A small refugee camp lies in the Democratic Republic of Congo next to a national park. Each day, the women of the community must venture into the forest to gather firewood to cook and to heat their homes. On an average day, ten of the women who go into the forest are raped. The women are faced with a bleak choice: their own safety or a resource necessary for survival.
This story, shared by Democratic Sen. Debbie Stabenow of Michigan was amongst the dozens of tales told at Tuesday’s Senate Subcommittee on International Operations and Organizations, Human Rights, Democracy, and Global Women's Issues hearing on combating violence and discrimination against women. The hearing came as a push to pass the International Violence Against Women Act, which would make the reduction of violence against women a diplomatic priority for the U.S.
Democratic Sen. Barbara Boxer of California underlined the importance of spreading the ethos that violence against women was not the behavior of a “real man.” She suggested using famous athletes and other popular role models as the faces of an effort to get more men to speak up. “Women can’t do this alone,” Boxer said. “This is a partnership.”
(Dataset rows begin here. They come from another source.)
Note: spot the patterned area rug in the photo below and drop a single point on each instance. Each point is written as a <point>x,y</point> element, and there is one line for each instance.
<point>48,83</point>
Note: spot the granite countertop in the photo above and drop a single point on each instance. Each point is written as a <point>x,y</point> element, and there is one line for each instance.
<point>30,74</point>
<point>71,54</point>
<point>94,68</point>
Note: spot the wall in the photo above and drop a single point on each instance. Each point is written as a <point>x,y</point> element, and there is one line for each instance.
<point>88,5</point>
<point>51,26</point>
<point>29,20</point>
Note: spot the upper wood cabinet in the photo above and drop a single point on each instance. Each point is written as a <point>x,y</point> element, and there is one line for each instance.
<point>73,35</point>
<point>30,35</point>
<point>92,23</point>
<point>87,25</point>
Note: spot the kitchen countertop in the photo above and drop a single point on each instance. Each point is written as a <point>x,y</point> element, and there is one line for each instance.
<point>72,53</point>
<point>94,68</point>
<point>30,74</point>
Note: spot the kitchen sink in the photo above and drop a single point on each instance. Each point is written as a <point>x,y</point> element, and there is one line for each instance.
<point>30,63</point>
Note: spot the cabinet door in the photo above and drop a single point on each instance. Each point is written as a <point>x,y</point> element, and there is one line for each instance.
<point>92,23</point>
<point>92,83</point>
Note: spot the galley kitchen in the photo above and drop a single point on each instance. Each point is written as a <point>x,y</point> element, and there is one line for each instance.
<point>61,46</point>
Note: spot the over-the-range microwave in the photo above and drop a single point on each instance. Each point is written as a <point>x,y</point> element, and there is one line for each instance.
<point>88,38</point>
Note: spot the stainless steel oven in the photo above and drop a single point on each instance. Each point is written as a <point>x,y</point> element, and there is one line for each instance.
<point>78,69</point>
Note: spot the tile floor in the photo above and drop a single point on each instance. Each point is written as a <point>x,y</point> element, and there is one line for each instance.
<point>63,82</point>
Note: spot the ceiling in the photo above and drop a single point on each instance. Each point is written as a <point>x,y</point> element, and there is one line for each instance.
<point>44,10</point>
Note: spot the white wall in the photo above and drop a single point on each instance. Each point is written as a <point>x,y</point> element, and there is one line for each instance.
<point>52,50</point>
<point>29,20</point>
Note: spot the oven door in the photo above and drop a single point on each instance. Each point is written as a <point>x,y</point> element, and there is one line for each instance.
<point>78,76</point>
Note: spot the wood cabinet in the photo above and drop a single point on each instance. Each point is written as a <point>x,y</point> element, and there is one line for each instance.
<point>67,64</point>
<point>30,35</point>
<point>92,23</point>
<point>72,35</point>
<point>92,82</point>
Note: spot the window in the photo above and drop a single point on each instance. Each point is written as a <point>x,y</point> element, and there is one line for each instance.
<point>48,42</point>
The bill has been introduced four times since 2007, but, despite bipartisan support, it has not had enough Republican support to pass. Although the legislation has yet to be discussed outside of the subcommittee, Senate Foreign Relations Committee Chairman Robert Menendez, a Democrat from New Jersey, said that he plans to bring the issue to the attention of the full committee. “I struggle to understand why the United States has failed to pass the convention, but I understand politics,” said Democratic Sen. Dick Durbin of Illinois. “We need to acknowledge our responsibility and our leadership on issues.”
Panelist Gary Barker, International Director of Promundo, an international group that works to engage men to promote gender equality, discussed the importance of men who witnessed violence against women speaking up, as one of the many potential solutions. He cited a study that revealed that men who use violence likely saw their father being violent toward their mother or experienced violence themselves. The perpetrators believed that two-thirds of the men around them thought that this violence was acceptable. “Something is really engrained in silence of other men and how systems don’t react to it,” Barker said.
Because there is not enough prison space to imprison every man who has committed an act of violence, Barker said, it is necessary to think about prevention.